東京新聞で受賞のニュースがありました 2021年3月12日

 福島第一原発で働く作業員を粘り強く取材した片山夏子福島特別支局長=写真=の著書「ふくしま原発作業員日誌 イチエフの真実、9年間の記録」が「石橋湛山記念早稲田ジャーナリズム大賞」公共奉仕部門の奨励賞を受賞し、11日贈呈式があった。
 片山支局長は取材地の福島県から「今日も作業員はいつものように、現場で目の前の作業を何とかしようとしています。原発事故は終わっていません。そして1日も早く廃炉にしたいと働く彼らをこれからも追っていきたいと思っています」とメッセージを送った。

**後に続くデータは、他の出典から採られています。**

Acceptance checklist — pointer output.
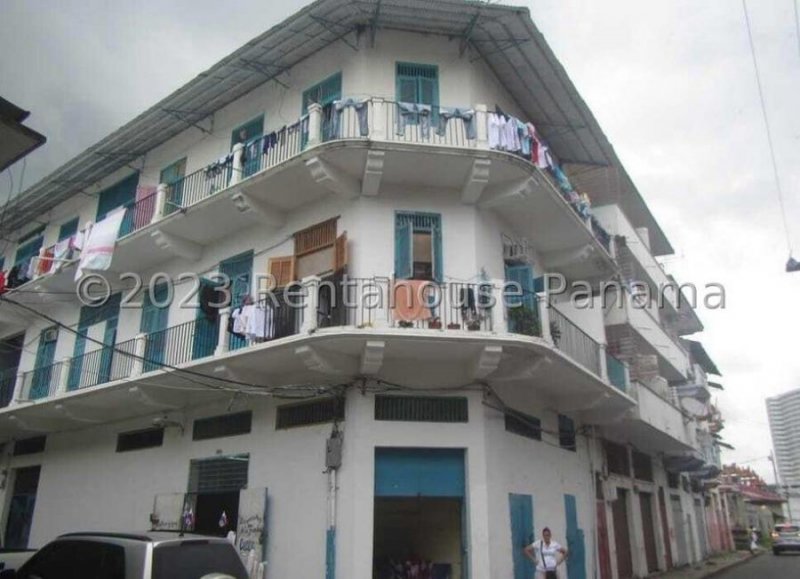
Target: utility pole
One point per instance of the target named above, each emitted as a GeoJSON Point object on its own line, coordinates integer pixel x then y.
{"type": "Point", "coordinates": [778, 486]}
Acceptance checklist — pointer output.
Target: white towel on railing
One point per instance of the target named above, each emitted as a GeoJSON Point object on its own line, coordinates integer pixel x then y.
{"type": "Point", "coordinates": [98, 250]}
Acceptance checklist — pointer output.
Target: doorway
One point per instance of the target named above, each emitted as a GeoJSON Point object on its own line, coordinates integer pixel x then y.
{"type": "Point", "coordinates": [21, 507]}
{"type": "Point", "coordinates": [419, 521]}
{"type": "Point", "coordinates": [622, 536]}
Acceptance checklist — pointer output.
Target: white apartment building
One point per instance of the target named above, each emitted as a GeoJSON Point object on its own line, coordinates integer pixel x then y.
{"type": "Point", "coordinates": [359, 148]}
{"type": "Point", "coordinates": [784, 424]}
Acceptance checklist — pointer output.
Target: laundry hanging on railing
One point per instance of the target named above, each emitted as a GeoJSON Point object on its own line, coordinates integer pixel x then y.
{"type": "Point", "coordinates": [466, 115]}
{"type": "Point", "coordinates": [413, 113]}
{"type": "Point", "coordinates": [98, 250]}
{"type": "Point", "coordinates": [362, 109]}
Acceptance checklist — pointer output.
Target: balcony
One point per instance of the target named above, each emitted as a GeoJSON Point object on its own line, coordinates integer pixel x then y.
{"type": "Point", "coordinates": [260, 182]}
{"type": "Point", "coordinates": [337, 334]}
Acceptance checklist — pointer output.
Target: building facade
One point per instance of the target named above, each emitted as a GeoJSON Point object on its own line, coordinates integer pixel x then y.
{"type": "Point", "coordinates": [402, 200]}
{"type": "Point", "coordinates": [784, 412]}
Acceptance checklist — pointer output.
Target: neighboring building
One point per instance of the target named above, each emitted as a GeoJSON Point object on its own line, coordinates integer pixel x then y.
{"type": "Point", "coordinates": [750, 503]}
{"type": "Point", "coordinates": [784, 424]}
{"type": "Point", "coordinates": [346, 432]}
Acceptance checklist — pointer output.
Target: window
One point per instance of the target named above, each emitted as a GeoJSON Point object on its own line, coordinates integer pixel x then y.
{"type": "Point", "coordinates": [524, 425]}
{"type": "Point", "coordinates": [306, 413]}
{"type": "Point", "coordinates": [421, 409]}
{"type": "Point", "coordinates": [31, 445]}
{"type": "Point", "coordinates": [139, 439]}
{"type": "Point", "coordinates": [417, 83]}
{"type": "Point", "coordinates": [224, 425]}
{"type": "Point", "coordinates": [418, 246]}
{"type": "Point", "coordinates": [68, 229]}
{"type": "Point", "coordinates": [566, 433]}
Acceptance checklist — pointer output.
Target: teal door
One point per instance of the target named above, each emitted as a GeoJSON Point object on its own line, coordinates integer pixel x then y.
{"type": "Point", "coordinates": [248, 134]}
{"type": "Point", "coordinates": [155, 314]}
{"type": "Point", "coordinates": [122, 194]}
{"type": "Point", "coordinates": [239, 270]}
{"type": "Point", "coordinates": [576, 563]}
{"type": "Point", "coordinates": [521, 510]}
{"type": "Point", "coordinates": [43, 377]}
{"type": "Point", "coordinates": [206, 329]}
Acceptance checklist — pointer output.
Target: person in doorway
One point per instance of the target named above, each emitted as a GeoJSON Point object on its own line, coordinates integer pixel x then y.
{"type": "Point", "coordinates": [547, 555]}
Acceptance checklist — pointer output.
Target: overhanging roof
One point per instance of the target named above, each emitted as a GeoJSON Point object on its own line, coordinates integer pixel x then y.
{"type": "Point", "coordinates": [504, 37]}
{"type": "Point", "coordinates": [16, 140]}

 また、原発や核エネルギーを使用しない社会をめざす表現者でつくる「脱原発社会をめざす文学者の会」(加賀乙彦会長)は11日、同書を文学大賞(ノンフィクションの部)の1冊に選んだ。

文学賞が紹介されました

今井照容責任編集【文徒】2021年(令和3)3月15日(第9巻47号・通巻1944号)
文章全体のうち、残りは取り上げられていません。